LCG Management Board

Date/Time:

Tuesday 19 December 2006 at 16:00

Agenda:

http://indico.cern.ch/conferenceDisplay.py?confId=a063279

Members:

http://lcg.web.cern.ch/LCG/Boards/MB/mb-members.html

 

(Version 1 - 2.1.2007)

Participants:

A.Aimar (notes), D.Barberis, T.Cass, Ph.Charpentier, B.Gibbard, J.Gordon, M.Lamanna, M.Kasemann, J.Knobloch, H.Marten, G.Merino, R.Pordes, L.Robertson (chair), J.Shiers

Action List

https://twiki.cern.ch/twiki/bin/view/LCG/MbActionList

Next Meeting:

Tuesday 9 January 2007 - 16:00-18:00 – Face-to-face Meeting

1.      Minutes and Matters arising (minutes)

 

1.1         Minutes of Previous Meeting

No comments. Minutes approved.

1.2         Documents Distributed at the MB

-          Storage Classes working group mandate (Working Group Mandate) - K.Bos
Feedback from the MB to K.Bos before the next MB meeting.

-          SL3 to SL4 Migration (Email) - T.Cass

 

2.      Action List Review (list of actions)

Actions that are late are highlighted in RED.

 

  • 25 Nov 06 - Sites should send to H.Renshall their procurement plans by end of next week.

Not done. The values from H.Renshall were distributed two weeks ago; therefore the procurement plans from the sites are due.

  • 19 December - J.Shiers and H.Renshall will report on the progress on the definition of targets and milestones for 2007 at the LCG ECM meeting.

On the way. Initial input from experiments received.

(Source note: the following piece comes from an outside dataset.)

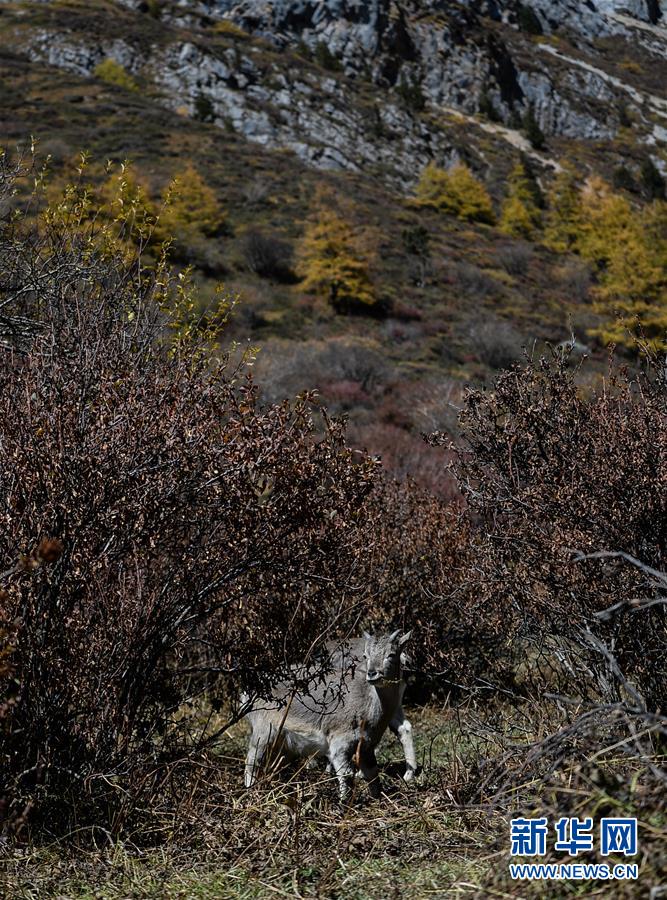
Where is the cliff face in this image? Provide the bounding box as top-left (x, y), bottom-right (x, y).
top-left (223, 0), bottom-right (667, 45)
top-left (1, 0), bottom-right (666, 186)
top-left (220, 0), bottom-right (667, 144)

A first proposal of the 2007 targets should be available early January 2007.

  • 19 Dec 2006 - K.Bos should distribute to the MB list the mandate, and participation, of the Storage Classes working group.

Done Proposal distributed. Feedback from the MB before next MB meeting.

  • 19 Dec 2006 - The proposal to ALICE is to consider, as in the TDR, a value of 10**6 for the ALICE ion runs. L.Betev agreed that ALICE should confirm it within a week.

ALICE not represented to today’s MB meeting.

 

3.      Update on Accounting (Presentation, Document) – J.Gordon

 

J.Gordon presented a summary of the status of the sites accounting activities, including tools and open issues.

 

The Document attached is a written summary of the Presentation.

3.1         Current Reporting

Currently the reporting is done manually. At end 2006 all Tier-1 sites could publish their data for grid-submitted work using automatic accounting (because different accounting systems are deployed at most sites, from NDGF there is no news about it).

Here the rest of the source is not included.